India promptly launched a major diplomatic offensive against Islamabad and highlighted Pakistan's role in using terrorism as an instrument of state policy.
The international community, led by the US, had pressed Pakistan to deny safe haven to terror groups operating form its soil and bring the Pulwama perpetrators to justice.
After his meeting with a visiting Chinese trade delegation led by its Vice Premier, Mr. Liu He, Mr. Trump told reporters at the White House that 'in Kashmir, it's very dangerous'.
He referred to the possibility of a strong Indian response in the wake of the attack.
'India is looking at something very strong. And I mean, India just lost almost 50 people with an attack. So, I could understand that' he said when asked about India's right to self-defence.
On the tense situation between the two countries, Mr. Trump said the US is talking so does some other nations.
'We are talking and a lot of people are talking. But, it is a very, very delicate balance going on right now. There's a lot of problems between India and Pakistan because of what just happened,' he said.
'It's a terrible thing going on right now.... it is a very, very bad situation and it's a very dangerous situation. We would like to see it stopped. A lot of people were just killed and we want to see it stopped,' Mr. Trump said.
He claimed his administration has developed a much better relationship with Pakistan, even after he stopped 1.3 billion dollars in financial aid to Islamabad.
'I stopped Pakistan, the 1.3 billion dollars that we were paying them. In the meantime, we may set up some meetings with Pakistan. Pakistan was taking very strong advantage of the United States under other presidents and we were paying Pakistan 1.3 billion a year. I ended that payment to Pakistan because they weren't helping us in a way that they should have.
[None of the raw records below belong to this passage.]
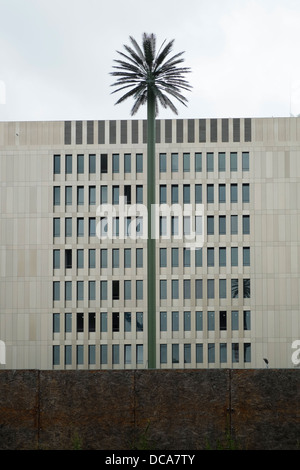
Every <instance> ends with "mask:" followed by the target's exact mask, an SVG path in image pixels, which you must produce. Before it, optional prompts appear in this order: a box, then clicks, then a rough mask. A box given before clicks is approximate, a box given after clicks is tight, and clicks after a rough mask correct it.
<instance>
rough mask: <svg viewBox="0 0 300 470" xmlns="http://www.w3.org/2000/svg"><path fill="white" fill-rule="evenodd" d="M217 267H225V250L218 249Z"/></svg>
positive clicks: (225, 261)
mask: <svg viewBox="0 0 300 470" xmlns="http://www.w3.org/2000/svg"><path fill="white" fill-rule="evenodd" d="M219 266H221V267H223V266H226V248H223V247H221V248H219Z"/></svg>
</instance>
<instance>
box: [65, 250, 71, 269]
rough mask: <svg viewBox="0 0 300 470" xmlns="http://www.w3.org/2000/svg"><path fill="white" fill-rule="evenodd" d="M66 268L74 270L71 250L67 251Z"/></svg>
mask: <svg viewBox="0 0 300 470" xmlns="http://www.w3.org/2000/svg"><path fill="white" fill-rule="evenodd" d="M65 267H66V269H71V268H72V250H71V249H67V250H65Z"/></svg>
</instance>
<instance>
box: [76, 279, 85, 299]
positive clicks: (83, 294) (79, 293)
mask: <svg viewBox="0 0 300 470" xmlns="http://www.w3.org/2000/svg"><path fill="white" fill-rule="evenodd" d="M83 287H84V285H83V281H77V300H83V296H84V291H83Z"/></svg>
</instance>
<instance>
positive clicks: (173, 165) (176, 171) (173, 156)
mask: <svg viewBox="0 0 300 470" xmlns="http://www.w3.org/2000/svg"><path fill="white" fill-rule="evenodd" d="M171 170H172V172H173V173H177V172H178V153H172V154H171Z"/></svg>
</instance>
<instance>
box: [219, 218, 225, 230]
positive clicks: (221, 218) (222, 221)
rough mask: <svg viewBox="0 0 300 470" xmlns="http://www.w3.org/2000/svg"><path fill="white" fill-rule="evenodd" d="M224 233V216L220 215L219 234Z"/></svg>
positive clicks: (224, 221)
mask: <svg viewBox="0 0 300 470" xmlns="http://www.w3.org/2000/svg"><path fill="white" fill-rule="evenodd" d="M225 234H226V216H225V215H220V216H219V235H225Z"/></svg>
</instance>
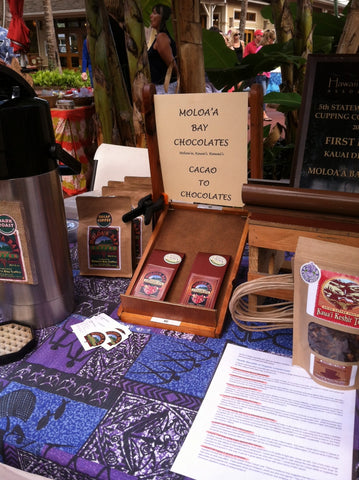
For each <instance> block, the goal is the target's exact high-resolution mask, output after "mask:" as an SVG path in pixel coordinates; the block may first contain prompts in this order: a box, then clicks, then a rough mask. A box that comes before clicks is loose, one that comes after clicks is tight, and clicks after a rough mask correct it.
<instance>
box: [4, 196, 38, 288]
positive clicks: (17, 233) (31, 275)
mask: <svg viewBox="0 0 359 480" xmlns="http://www.w3.org/2000/svg"><path fill="white" fill-rule="evenodd" d="M0 208H1V210H0V211H1V212H2V213H1V214H0V281H5V282H22V283H35V282H34V279H33V275H32V270H31V268H30V258H29V255H28V251H29V248H28V243H27V241H26V236H25V226H24V222H23V218H24V217H23V215H22V211H21V203H20V202H0Z"/></svg>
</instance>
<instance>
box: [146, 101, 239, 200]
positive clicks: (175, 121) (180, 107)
mask: <svg viewBox="0 0 359 480" xmlns="http://www.w3.org/2000/svg"><path fill="white" fill-rule="evenodd" d="M154 101H155V113H156V127H157V138H158V147H159V153H160V159H161V169H162V176H163V183H164V188H165V192H166V193H167V194H168V196H169V199H170V200H171V201H177V202H181V203H200V204H210V205H222V206H232V207H233V206H234V207H241V206H243V202H242V185H243V184H244V183H246V182H247V161H248V160H247V143H248V133H247V132H248V94H247V93H244V92H240V93H211V94H208V93H197V94H194V93H193V94H185V95H184V94H179V95H155V97H154Z"/></svg>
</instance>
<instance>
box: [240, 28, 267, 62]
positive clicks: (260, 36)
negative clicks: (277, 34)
mask: <svg viewBox="0 0 359 480" xmlns="http://www.w3.org/2000/svg"><path fill="white" fill-rule="evenodd" d="M262 37H263V30H256V31H255V32H254V38H253V40H252V41H251V42H249V43H247V45H246V48H245V49H244V52H243V57H246V56H247V55H250V54H253V53H256V52H257V48H258V47H259V44H260V43H261V40H262Z"/></svg>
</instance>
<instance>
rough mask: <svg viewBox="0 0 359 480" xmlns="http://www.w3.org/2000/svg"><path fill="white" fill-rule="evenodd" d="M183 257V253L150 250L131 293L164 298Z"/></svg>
mask: <svg viewBox="0 0 359 480" xmlns="http://www.w3.org/2000/svg"><path fill="white" fill-rule="evenodd" d="M183 258H184V254H183V253H178V252H171V251H165V250H156V249H155V250H152V252H151V254H150V256H149V257H148V259H147V262H146V263H145V265H144V267H143V269H142V272H141V274H140V276H139V277H138V279H137V282H136V283H135V285H134V287H133V289H132V292H131V295H133V296H135V297H140V298H146V299H148V300H150V299H152V300H164V299H165V297H166V294H167V292H168V290H169V288H170V285H171V284H172V282H173V280H174V277H175V274H176V273H177V270H178V269H179V267H180V265H181V263H182V261H183Z"/></svg>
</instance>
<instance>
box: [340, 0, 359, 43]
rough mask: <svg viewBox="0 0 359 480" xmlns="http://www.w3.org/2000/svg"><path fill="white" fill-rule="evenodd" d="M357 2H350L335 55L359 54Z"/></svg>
mask: <svg viewBox="0 0 359 480" xmlns="http://www.w3.org/2000/svg"><path fill="white" fill-rule="evenodd" d="M358 25H359V0H352V3H351V6H350V11H349V13H348V16H347V19H346V22H345V26H344V29H343V33H342V35H341V37H340V40H339V45H338V48H337V52H336V53H358V52H359V29H358Z"/></svg>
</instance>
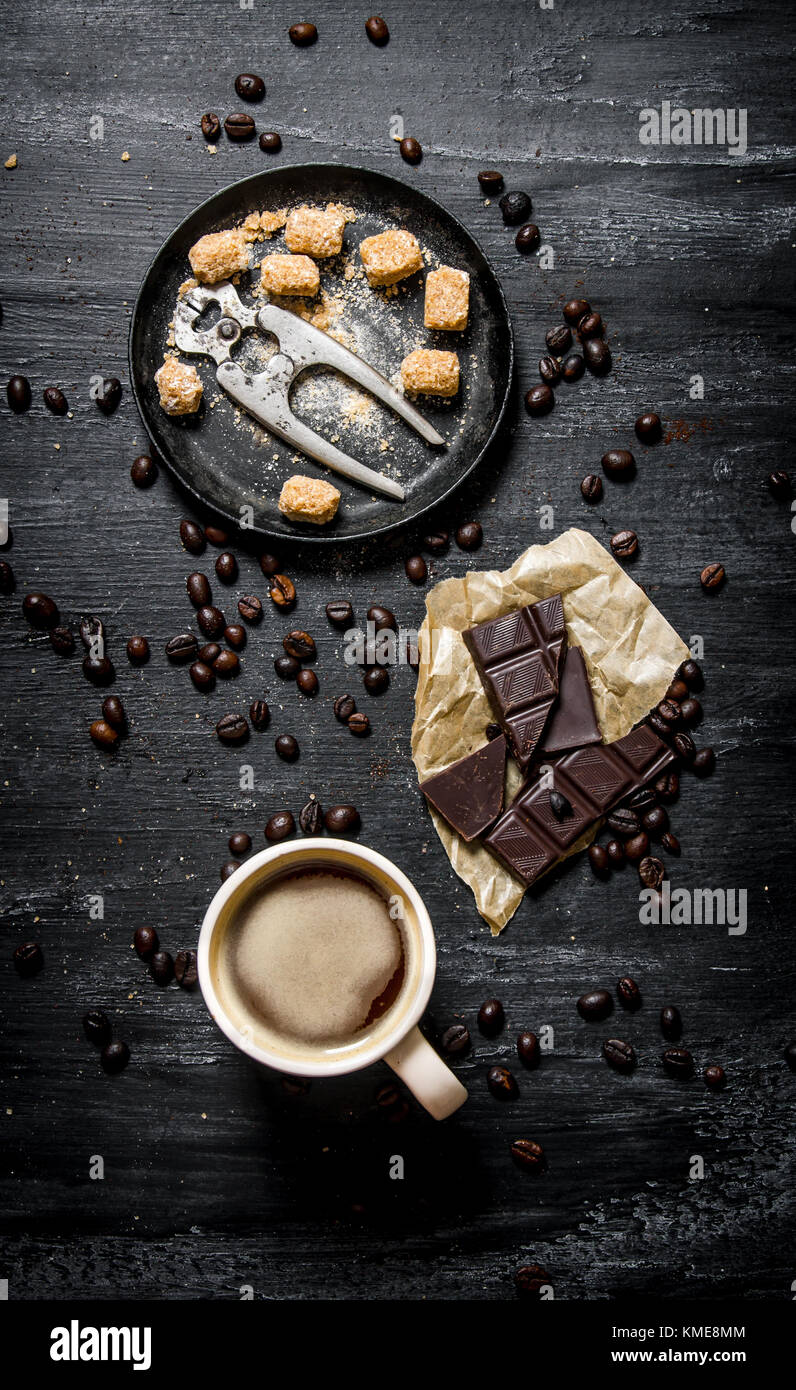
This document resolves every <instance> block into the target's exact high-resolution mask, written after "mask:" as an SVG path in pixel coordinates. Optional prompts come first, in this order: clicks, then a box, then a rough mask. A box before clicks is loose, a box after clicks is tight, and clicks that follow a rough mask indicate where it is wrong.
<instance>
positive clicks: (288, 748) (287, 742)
mask: <svg viewBox="0 0 796 1390" xmlns="http://www.w3.org/2000/svg"><path fill="white" fill-rule="evenodd" d="M274 748H275V749H276V753H278V756H279V758H281V759H282V762H285V763H295V762H296V759H297V756H299V742H297V739H296V738H293V734H278V737H276V738H275V739H274Z"/></svg>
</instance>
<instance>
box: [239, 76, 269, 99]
mask: <svg viewBox="0 0 796 1390" xmlns="http://www.w3.org/2000/svg"><path fill="white" fill-rule="evenodd" d="M235 90H236V92H238V96H239V97H240V100H242V101H261V100H263V97H264V96H265V83H264V81H263V78H260V76H257V74H256V72H239V74H238V76H236V78H235Z"/></svg>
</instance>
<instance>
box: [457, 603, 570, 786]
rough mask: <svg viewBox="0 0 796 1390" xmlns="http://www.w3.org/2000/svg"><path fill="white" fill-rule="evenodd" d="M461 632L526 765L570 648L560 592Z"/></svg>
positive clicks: (530, 753)
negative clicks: (525, 606)
mask: <svg viewBox="0 0 796 1390" xmlns="http://www.w3.org/2000/svg"><path fill="white" fill-rule="evenodd" d="M461 635H463V638H464V641H465V644H467V648H468V651H470V653H471V656H472V660H474V662H475V664H476V667H478V674H479V676H481V680H482V681H483V688H485V691H486V695H488V698H489V703H490V705H492V709H493V713H495V717H496V719H497V721H499V723H500V727H501V728H503V733H504V734H506V737H507V739H508V745H510V748H511V752H513V753H514V758H515V759H517V762H518V763H520V767H521V769H522V771H526V770H528V767H529V765H531V759H532V758H533V752H535V749H536V744H538V742H539V738H540V737H542V731H543V728H545V724H546V723H547V716H549V714H550V710H552V709H553V705H554V702H556V696H557V695H558V681H560V674H558V673H560V669H561V662H563V656H564V652H565V649H567V628H565V626H564V607H563V605H561V595H560V594H554V595H553V598H549V599H542V600H540V602H539V603H531V605H529V606H528V607H522V609H515V610H514V612H513V613H506V614H504V616H503V617H497V619H493V620H492V621H489V623H481V624H479V626H478V627H471V628H468V631H465V632H463V634H461Z"/></svg>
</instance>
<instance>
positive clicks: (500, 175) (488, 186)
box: [478, 170, 503, 195]
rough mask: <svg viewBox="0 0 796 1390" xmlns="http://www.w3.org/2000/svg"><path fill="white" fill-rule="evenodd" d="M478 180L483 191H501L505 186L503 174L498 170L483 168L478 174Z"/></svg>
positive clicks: (495, 191)
mask: <svg viewBox="0 0 796 1390" xmlns="http://www.w3.org/2000/svg"><path fill="white" fill-rule="evenodd" d="M478 182H479V185H481V189H482V192H483V193H486V195H490V193H499V192H500V189H501V188H503V174H500V172H499V171H497V170H481V174H479V175H478Z"/></svg>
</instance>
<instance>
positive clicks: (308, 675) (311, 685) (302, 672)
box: [296, 671, 318, 696]
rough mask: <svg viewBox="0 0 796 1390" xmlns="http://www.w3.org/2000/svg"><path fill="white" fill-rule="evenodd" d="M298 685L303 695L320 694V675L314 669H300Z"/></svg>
mask: <svg viewBox="0 0 796 1390" xmlns="http://www.w3.org/2000/svg"><path fill="white" fill-rule="evenodd" d="M296 685H297V687H299V689H300V691H301V695H310V696H311V695H317V694H318V677H317V676H315V673H314V671H299V674H297V677H296Z"/></svg>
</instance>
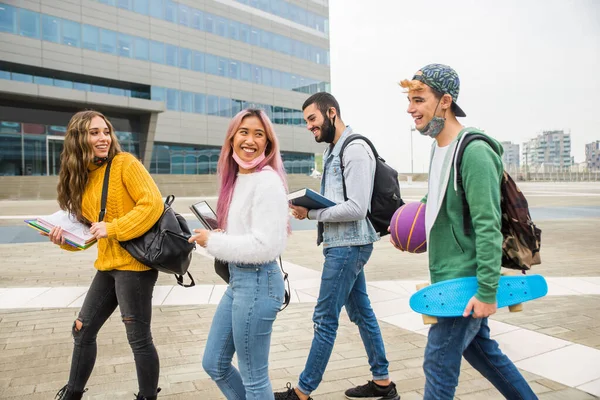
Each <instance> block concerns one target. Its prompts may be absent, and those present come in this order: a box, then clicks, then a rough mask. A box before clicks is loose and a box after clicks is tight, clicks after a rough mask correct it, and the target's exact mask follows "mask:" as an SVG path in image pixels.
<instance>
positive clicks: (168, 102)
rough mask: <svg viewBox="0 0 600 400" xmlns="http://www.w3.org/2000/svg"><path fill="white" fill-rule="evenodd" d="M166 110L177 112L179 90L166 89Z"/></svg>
mask: <svg viewBox="0 0 600 400" xmlns="http://www.w3.org/2000/svg"><path fill="white" fill-rule="evenodd" d="M167 109H168V110H173V111H179V90H176V89H167Z"/></svg>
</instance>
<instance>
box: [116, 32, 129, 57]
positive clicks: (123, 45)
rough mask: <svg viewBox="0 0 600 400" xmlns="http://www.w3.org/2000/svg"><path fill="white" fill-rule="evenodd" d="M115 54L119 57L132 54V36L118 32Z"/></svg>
mask: <svg viewBox="0 0 600 400" xmlns="http://www.w3.org/2000/svg"><path fill="white" fill-rule="evenodd" d="M117 47H118V51H117V54H118V55H120V56H121V57H129V58H131V56H132V54H133V38H132V37H131V36H129V35H125V34H123V33H119V40H118V46H117Z"/></svg>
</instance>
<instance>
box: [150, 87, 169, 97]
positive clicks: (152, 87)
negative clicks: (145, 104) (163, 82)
mask: <svg viewBox="0 0 600 400" xmlns="http://www.w3.org/2000/svg"><path fill="white" fill-rule="evenodd" d="M150 98H151V99H152V100H155V101H165V99H166V95H165V88H161V87H158V86H152V88H150Z"/></svg>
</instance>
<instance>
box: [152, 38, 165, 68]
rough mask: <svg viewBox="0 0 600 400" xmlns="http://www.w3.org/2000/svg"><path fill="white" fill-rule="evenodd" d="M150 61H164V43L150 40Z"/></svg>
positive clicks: (162, 62) (156, 61) (157, 63)
mask: <svg viewBox="0 0 600 400" xmlns="http://www.w3.org/2000/svg"><path fill="white" fill-rule="evenodd" d="M150 61H152V62H155V63H157V64H164V63H165V45H164V44H162V43H159V42H155V41H151V42H150Z"/></svg>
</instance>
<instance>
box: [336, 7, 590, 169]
mask: <svg viewBox="0 0 600 400" xmlns="http://www.w3.org/2000/svg"><path fill="white" fill-rule="evenodd" d="M329 6H330V36H331V82H332V92H333V94H334V95H335V96H336V98H337V99H338V101H339V103H340V108H341V111H342V117H343V120H344V122H345V123H346V124H350V125H351V126H352V127H353V129H354V130H356V131H358V132H359V133H362V134H364V135H366V136H368V137H370V138H372V139H373V141H374V142H375V144H376V146H377V148H378V150H379V152H380V153H381V154H382V156H383V157H384V158H386V159H387V161H388V162H389V163H390V164H391V165H392V166H394V167H395V168H397V169H398V170H399V171H401V172H410V126H411V124H412V119H411V118H410V116H409V115H408V114H407V113H406V108H407V100H406V94H405V93H404V92H403V90H402V88H400V87H399V86H398V85H397V82H398V81H400V80H401V79H405V78H407V79H410V78H411V77H412V76H413V74H414V73H415V71H417V70H418V69H419V68H420V67H422V66H424V65H426V64H429V63H442V64H447V65H450V66H452V67H453V68H454V69H455V70H456V71H457V72H458V74H459V76H460V80H461V88H460V95H459V99H458V104H459V105H460V106H461V107H462V109H463V110H464V111H465V113H466V114H467V117H466V118H459V121H461V122H462V124H463V125H465V126H477V127H480V128H482V129H485V131H486V132H487V133H489V134H490V135H492V136H494V137H495V138H496V139H498V140H510V141H513V142H515V143H519V144H521V145H522V143H523V142H524V141H526V140H527V139H529V138H532V137H535V136H536V135H537V134H539V133H541V131H543V130H554V129H564V130H566V131H567V132H568V131H570V132H571V135H572V152H571V155H573V156H575V162H582V161H584V158H585V156H584V154H585V147H584V145H585V144H586V143H590V142H592V141H595V140H600V0H576V1H569V0H501V1H488V0H485V1H477V0H427V1H409V0H370V1H365V0H330V2H329ZM430 145H431V139H429V138H426V137H422V136H421V135H420V134H419V133H418V132H414V133H413V146H414V150H413V154H414V169H415V172H421V171H426V170H427V168H428V159H429V149H430Z"/></svg>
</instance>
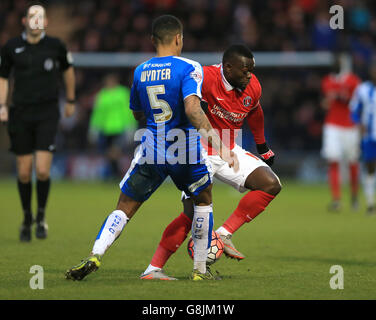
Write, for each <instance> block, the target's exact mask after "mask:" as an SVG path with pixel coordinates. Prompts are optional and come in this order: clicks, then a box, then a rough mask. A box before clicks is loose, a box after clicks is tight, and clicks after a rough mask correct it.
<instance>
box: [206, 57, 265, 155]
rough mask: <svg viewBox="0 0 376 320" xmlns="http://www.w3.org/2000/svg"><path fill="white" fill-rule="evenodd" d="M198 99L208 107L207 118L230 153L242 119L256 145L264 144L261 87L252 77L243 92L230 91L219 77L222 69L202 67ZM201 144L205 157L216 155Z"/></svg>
mask: <svg viewBox="0 0 376 320" xmlns="http://www.w3.org/2000/svg"><path fill="white" fill-rule="evenodd" d="M203 69H204V81H203V84H202V99H203V100H205V101H206V102H207V103H208V112H207V114H206V115H207V117H208V119H209V121H210V123H211V125H212V126H213V128H214V129H217V130H218V134H219V135H220V137H221V139H222V141H223V143H224V144H225V145H227V146H228V147H229V148H230V149H233V148H234V146H235V139H236V136H237V133H238V131H237V130H238V129H241V128H242V125H243V122H244V120H245V119H246V120H247V122H248V124H249V127H250V129H251V131H252V133H253V136H254V138H255V141H256V143H257V144H261V143H265V137H264V113H263V111H262V108H261V105H260V102H259V100H260V97H261V85H260V83H259V81H258V80H257V78H256V76H255V75H254V74H252V77H251V80H250V82H249V84H248V86H247V87H246V88H245V90H244V91H241V90H239V89H236V88H234V87H232V86H231V85H230V84H229V83H228V81H227V80H226V78H225V77H224V75H223V71H222V65H221V64H219V65H213V66H204V67H203ZM202 144H203V145H204V147H205V148H206V149H207V150H208V153H209V155H212V154H216V152H215V150H214V149H213V148H212V147H211V146H207V143H206V141H203V139H202Z"/></svg>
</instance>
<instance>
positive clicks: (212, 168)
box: [182, 145, 269, 199]
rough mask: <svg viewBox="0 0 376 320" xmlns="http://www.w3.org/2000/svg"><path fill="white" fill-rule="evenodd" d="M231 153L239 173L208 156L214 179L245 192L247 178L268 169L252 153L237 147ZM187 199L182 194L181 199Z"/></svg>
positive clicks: (233, 149)
mask: <svg viewBox="0 0 376 320" xmlns="http://www.w3.org/2000/svg"><path fill="white" fill-rule="evenodd" d="M231 151H233V152H234V153H235V154H236V155H237V157H238V160H239V171H238V172H235V171H234V169H233V168H230V167H229V166H228V164H227V162H225V161H224V160H223V159H222V158H221V157H220V156H218V155H215V156H208V158H209V161H210V163H211V166H212V172H213V174H214V177H215V178H217V179H218V180H220V181H222V182H224V183H226V184H228V185H230V186H232V187H234V188H235V189H236V190H238V191H239V192H245V191H247V190H248V189H247V188H245V187H244V184H245V181H246V180H247V177H248V176H249V175H250V174H251V173H252V172H253V171H254V170H256V169H257V168H259V167H269V166H268V165H267V164H266V163H265V162H264V161H262V160H261V159H260V158H258V157H256V156H255V155H253V154H252V153H250V152H248V151H246V150H244V149H243V148H241V147H240V146H238V145H235V147H234V148H233V149H232V150H231ZM185 198H187V197H186V195H185V194H184V192H183V194H182V199H185Z"/></svg>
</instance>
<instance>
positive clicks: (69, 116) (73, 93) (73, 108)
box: [63, 66, 76, 117]
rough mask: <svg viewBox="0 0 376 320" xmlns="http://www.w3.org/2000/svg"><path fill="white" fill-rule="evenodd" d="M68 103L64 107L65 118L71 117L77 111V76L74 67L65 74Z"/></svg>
mask: <svg viewBox="0 0 376 320" xmlns="http://www.w3.org/2000/svg"><path fill="white" fill-rule="evenodd" d="M63 78H64V84H65V91H66V97H67V102H66V103H65V107H64V116H65V117H71V116H72V115H73V114H74V112H75V110H76V107H75V102H74V101H75V75H74V69H73V67H72V66H71V67H69V68H68V69H67V70H65V71H64V73H63Z"/></svg>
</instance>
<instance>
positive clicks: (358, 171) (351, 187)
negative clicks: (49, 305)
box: [350, 162, 359, 197]
mask: <svg viewBox="0 0 376 320" xmlns="http://www.w3.org/2000/svg"><path fill="white" fill-rule="evenodd" d="M350 183H351V194H352V195H353V196H355V197H356V196H357V194H358V190H359V164H358V163H357V162H353V163H350Z"/></svg>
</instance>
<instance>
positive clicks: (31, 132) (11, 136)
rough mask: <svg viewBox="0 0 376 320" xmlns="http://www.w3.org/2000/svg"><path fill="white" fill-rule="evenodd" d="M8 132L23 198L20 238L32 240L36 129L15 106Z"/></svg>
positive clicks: (13, 111)
mask: <svg viewBox="0 0 376 320" xmlns="http://www.w3.org/2000/svg"><path fill="white" fill-rule="evenodd" d="M8 134H9V138H10V150H11V151H12V152H13V153H14V154H15V155H16V164H17V188H18V193H19V196H20V200H21V205H22V210H23V216H24V220H23V223H22V225H21V230H20V240H21V241H30V240H31V225H32V223H33V214H32V210H31V195H32V181H31V176H32V168H33V150H34V149H33V147H34V131H33V126H32V125H31V124H30V123H28V122H26V121H24V119H23V118H22V114H21V113H20V112H19V110H18V109H17V110H16V109H15V108H10V110H9V122H8Z"/></svg>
And honestly, we've developed a much better relationship with Pakistan over the last short period of time than we had," Trump said.
In the wake of the Pulwama attack, US National Security Adviser John Bolton told his Indian counterpart Ajit Doval last week that America supports India's right to self-defence as both sides vowed to work together to ensure that Pakistan ceases to be a safe haven for JeM and other terror groups.
India has asked Pakistan to take immediate and verifiable action against terrorists and terror groups operating from territories under its control.
New Delhi also announced the withdrawal of the Most Favoured Nation status for Pakistan and hiked the customs duty by 200 per cent.